In a fervent speech to the Russian Parliament, Mr Putin, who handed over the country’s presidency the previous day to Dmitry Medvedev, said that he would cut oil taxes to stimulate growth and predicted that Russia would overtake Britain to become the sixth-largest economy this year.
Reuters writes up this story quoting a “source”, counting yet another way in which the Bush administration is going around signing “documents of understanding” between countries, leaving Congress out of the loop (it would seem):
The leaders of Russia and the United States will sign a document outlining the framework for strategic relations between their two countries at a meeting this weekend, a Kremlin source told Reuters on Tuesday.
Russian President Vladimir Putin, who will hand over to his successor on May 7, and U.S. President George W. Bush, who is nearing the end of his term, are to meet on Sunday at Putin’s Black Sea residence.
“Experts are working on a joint document, which will become a road map of our cooperation during a transitional period and for the medium-term,” the Kremlin source said. He gave no further details.
Maybe Putin could use some of his own billions for the construction then charge EUROs for admittance:
VLADIMIR PUTIN, the Russian president, is to raise plans for a tunnel to link his country with America when he meets his US counterpart, George W Bush, next Sunday.
The 64-mile tunnel would run under the Bering Strait between Chukotka, in the Russian far east, and Alaska; the cost is estimated at £33 billion.
Roman Abramovich, the owner of Chelsea football club and governor of Chukotka, has invested £80m in the world’s largest drill but has denied that it is linked with the development.

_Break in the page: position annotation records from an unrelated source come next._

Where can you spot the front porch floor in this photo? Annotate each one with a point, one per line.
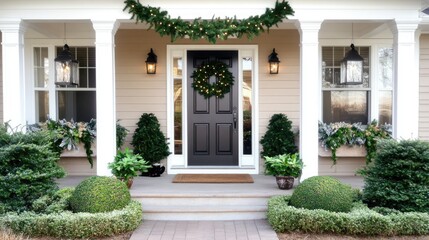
(157, 185)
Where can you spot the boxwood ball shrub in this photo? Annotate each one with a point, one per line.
(323, 192)
(69, 225)
(359, 221)
(399, 177)
(100, 194)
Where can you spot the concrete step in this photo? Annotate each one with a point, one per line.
(207, 200)
(202, 212)
(201, 206)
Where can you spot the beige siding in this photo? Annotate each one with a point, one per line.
(1, 80)
(138, 92)
(424, 88)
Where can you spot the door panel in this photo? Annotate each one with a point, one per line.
(212, 122)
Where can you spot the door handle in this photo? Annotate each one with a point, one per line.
(234, 117)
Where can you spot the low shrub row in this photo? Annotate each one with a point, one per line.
(399, 177)
(359, 221)
(75, 225)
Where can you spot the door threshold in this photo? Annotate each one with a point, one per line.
(212, 169)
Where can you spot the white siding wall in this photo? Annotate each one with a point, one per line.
(424, 88)
(1, 81)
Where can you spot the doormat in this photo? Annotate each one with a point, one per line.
(213, 178)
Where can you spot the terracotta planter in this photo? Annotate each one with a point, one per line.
(284, 182)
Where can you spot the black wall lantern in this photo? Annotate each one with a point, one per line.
(66, 68)
(352, 68)
(151, 62)
(274, 62)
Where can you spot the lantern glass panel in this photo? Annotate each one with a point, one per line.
(151, 68)
(67, 73)
(274, 67)
(351, 72)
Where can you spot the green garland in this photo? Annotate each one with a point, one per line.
(201, 77)
(211, 30)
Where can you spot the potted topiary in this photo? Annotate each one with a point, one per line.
(150, 143)
(279, 138)
(127, 165)
(285, 168)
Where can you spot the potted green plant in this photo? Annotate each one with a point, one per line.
(149, 141)
(279, 138)
(285, 168)
(127, 165)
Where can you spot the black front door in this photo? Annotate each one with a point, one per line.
(212, 122)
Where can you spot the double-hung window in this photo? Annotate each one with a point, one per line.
(75, 102)
(357, 102)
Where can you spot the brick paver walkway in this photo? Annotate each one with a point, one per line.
(205, 230)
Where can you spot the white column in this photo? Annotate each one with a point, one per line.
(310, 97)
(106, 96)
(13, 72)
(406, 81)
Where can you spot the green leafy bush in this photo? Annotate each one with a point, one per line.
(127, 165)
(99, 194)
(284, 165)
(28, 168)
(148, 139)
(399, 177)
(55, 203)
(359, 221)
(323, 192)
(279, 138)
(68, 225)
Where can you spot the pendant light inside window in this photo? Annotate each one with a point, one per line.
(352, 67)
(66, 68)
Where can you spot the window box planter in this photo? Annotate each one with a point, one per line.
(344, 151)
(80, 152)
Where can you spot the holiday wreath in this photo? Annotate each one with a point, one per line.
(202, 75)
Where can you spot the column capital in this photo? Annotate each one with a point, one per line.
(308, 25)
(105, 25)
(16, 24)
(410, 25)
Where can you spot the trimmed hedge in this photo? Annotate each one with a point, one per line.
(359, 221)
(27, 172)
(99, 194)
(76, 225)
(399, 177)
(323, 192)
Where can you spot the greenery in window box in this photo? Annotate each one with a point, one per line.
(284, 165)
(334, 135)
(148, 139)
(68, 134)
(279, 138)
(127, 165)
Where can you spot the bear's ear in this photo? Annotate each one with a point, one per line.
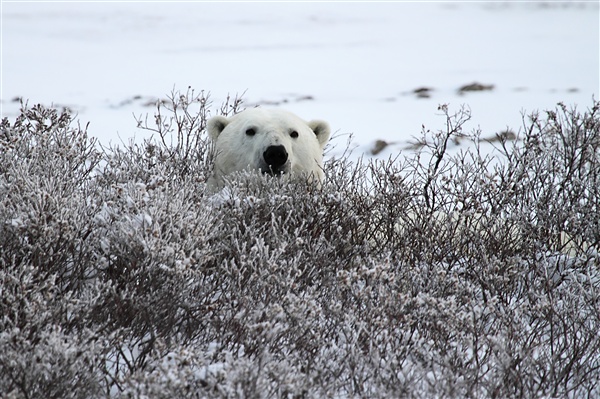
(322, 131)
(216, 125)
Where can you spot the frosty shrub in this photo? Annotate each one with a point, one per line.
(434, 274)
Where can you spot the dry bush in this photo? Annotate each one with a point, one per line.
(472, 274)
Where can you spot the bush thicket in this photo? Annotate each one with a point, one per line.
(435, 274)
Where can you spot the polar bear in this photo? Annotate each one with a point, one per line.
(273, 141)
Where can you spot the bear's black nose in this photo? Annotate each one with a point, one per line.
(275, 156)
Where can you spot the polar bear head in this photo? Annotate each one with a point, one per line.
(273, 141)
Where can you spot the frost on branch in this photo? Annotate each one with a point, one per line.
(435, 274)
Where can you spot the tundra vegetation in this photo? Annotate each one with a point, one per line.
(435, 274)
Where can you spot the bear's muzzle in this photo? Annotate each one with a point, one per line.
(275, 157)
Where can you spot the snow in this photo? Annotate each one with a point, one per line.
(353, 64)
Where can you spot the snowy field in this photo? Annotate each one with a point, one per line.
(355, 65)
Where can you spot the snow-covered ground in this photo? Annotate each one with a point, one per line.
(353, 64)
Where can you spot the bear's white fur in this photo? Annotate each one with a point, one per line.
(272, 141)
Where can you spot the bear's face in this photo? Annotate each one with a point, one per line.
(274, 141)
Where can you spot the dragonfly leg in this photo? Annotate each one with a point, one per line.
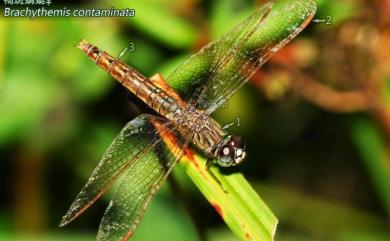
(208, 164)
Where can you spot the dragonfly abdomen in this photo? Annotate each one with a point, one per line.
(138, 84)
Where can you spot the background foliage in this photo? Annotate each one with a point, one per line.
(316, 120)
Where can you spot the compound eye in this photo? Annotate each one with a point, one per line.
(238, 142)
(226, 155)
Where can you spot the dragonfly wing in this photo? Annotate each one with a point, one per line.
(221, 68)
(136, 139)
(142, 181)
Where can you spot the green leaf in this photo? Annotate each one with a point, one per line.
(233, 198)
(372, 147)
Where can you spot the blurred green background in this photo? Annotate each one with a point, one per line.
(316, 119)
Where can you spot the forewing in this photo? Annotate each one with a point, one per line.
(142, 181)
(222, 67)
(136, 139)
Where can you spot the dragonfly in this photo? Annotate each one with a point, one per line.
(183, 110)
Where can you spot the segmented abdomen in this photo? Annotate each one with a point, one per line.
(138, 84)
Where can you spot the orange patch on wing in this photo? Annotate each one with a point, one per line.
(170, 139)
(127, 236)
(248, 236)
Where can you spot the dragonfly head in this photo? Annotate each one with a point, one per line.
(230, 151)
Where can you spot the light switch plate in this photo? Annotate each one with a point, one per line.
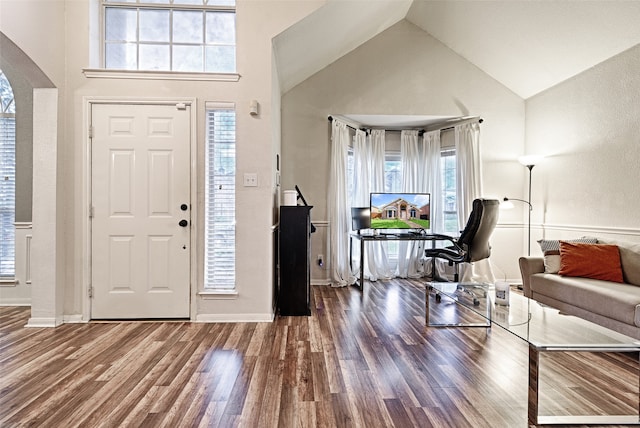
(250, 179)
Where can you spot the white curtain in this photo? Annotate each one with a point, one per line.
(414, 180)
(433, 181)
(468, 169)
(368, 169)
(469, 183)
(338, 207)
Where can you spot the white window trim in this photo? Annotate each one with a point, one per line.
(97, 12)
(104, 73)
(214, 293)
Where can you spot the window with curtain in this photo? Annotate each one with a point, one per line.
(393, 183)
(449, 196)
(7, 179)
(220, 198)
(170, 35)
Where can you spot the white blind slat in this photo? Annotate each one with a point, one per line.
(220, 198)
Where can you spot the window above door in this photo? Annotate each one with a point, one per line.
(192, 36)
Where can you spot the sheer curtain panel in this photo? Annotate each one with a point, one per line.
(338, 207)
(412, 156)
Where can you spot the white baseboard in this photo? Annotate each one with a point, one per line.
(234, 318)
(15, 302)
(74, 319)
(44, 322)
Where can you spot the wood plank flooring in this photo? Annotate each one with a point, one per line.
(360, 360)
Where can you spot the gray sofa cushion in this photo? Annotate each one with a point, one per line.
(629, 259)
(616, 301)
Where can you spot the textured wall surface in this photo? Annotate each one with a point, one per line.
(588, 128)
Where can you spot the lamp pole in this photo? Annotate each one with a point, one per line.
(530, 209)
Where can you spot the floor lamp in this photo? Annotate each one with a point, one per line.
(529, 161)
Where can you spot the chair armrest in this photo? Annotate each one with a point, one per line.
(529, 266)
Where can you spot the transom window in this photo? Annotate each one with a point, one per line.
(170, 35)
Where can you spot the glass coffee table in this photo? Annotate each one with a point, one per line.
(545, 329)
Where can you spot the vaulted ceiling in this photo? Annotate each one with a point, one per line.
(528, 46)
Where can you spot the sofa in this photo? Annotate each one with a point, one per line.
(611, 301)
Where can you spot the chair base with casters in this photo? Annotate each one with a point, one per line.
(464, 289)
(471, 246)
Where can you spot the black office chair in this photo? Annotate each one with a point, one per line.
(473, 243)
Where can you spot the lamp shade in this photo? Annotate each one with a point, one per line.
(530, 160)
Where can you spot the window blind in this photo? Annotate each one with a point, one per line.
(220, 197)
(7, 194)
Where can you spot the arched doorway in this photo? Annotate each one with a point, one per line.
(37, 134)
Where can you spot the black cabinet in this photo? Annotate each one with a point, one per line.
(294, 260)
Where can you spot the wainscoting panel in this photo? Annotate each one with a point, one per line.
(18, 293)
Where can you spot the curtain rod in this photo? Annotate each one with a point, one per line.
(439, 127)
(368, 130)
(447, 126)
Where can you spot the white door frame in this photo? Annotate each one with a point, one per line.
(83, 211)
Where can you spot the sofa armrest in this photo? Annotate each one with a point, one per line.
(529, 266)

Proposals for such a tunnel were approved by Tsar Nicholas II in the early 20th century but were abandoned during the Soviet era. If finally built, the tunnel would allow rail connections between London and New York.
A Kremlin spokesman confirmed last week that Putin seeks to build “a real bridge” between Russia and America when he meets Bush at the Black Sea resort of Sochi.
Officials in Washington and Moscow view the talks as an opportunity to ease expected tensions about this week’s Nato summit in Romania. Clashes are expected over America’s planned missile defence system in eastern Europe and whether to allow Ukraine and Georgia into Nato.
Russia said last month that it would have to aim its own missiles at Ukraine if it joined Nato and hosted military facilities.
While Russia cannot block Nato membership, allies know that boosting links with the two former Soviet states would strain ties with Moscow – ties that are already damaged over the independence of Kosovo and the US missile shield.
Although Nato’s 26 members agree in principle that the future of Ukraine and Georgia lies within the alliance, some are wary of angering Russia, which provides a quarter of Europe’s natural gas.
Or perhaps it could be just another convenient invasion route?